Set during the early 1900’s in a small tenement area in Brooklyn, Francis and her brother Nolan grow up in the midst of being poor, suffering their own tragedies, laughter, hard work, and preservation that everything will work out for the better.
Amid being poor, the children having to collect scraps to have the family be able to put whatever food they can get on the table. Francis’ father has been in and out of work as a singing waiter among his stints drinking and sobering up, so her mother has taken a job in the tenement they live in to have a roof over their heads, and food on the table.
Growing up poor meant doing things that other kids wouldn’t normally do to earn extra money for the family. After tragic loss hits the family and Francis’ mother pregnant once more, they take to working in a pub down the street from where they live, among doing chores or errands for others to keep the family afloat.
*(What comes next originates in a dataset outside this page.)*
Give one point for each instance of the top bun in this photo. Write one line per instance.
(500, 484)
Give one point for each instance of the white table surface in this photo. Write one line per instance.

Their parents wanted a better life for their children then they had in their own childhood. Coming from countries all over the world, most people had little or no education, not knowing the language, trying to find work so they cold support their families. A totally different time, yet the same principles apply today, at least I think so.
The strong, endearing characters, their strong narrative as much as they think they aren’t, just trying to live an existence in the ver changing world they are living in. You will be in their world as an observer, walking along the street, full of laughter, joy, tears, among the resourcefulness of the cast of characters will have you admiring them and using them as inspiration in your own life if you so chose.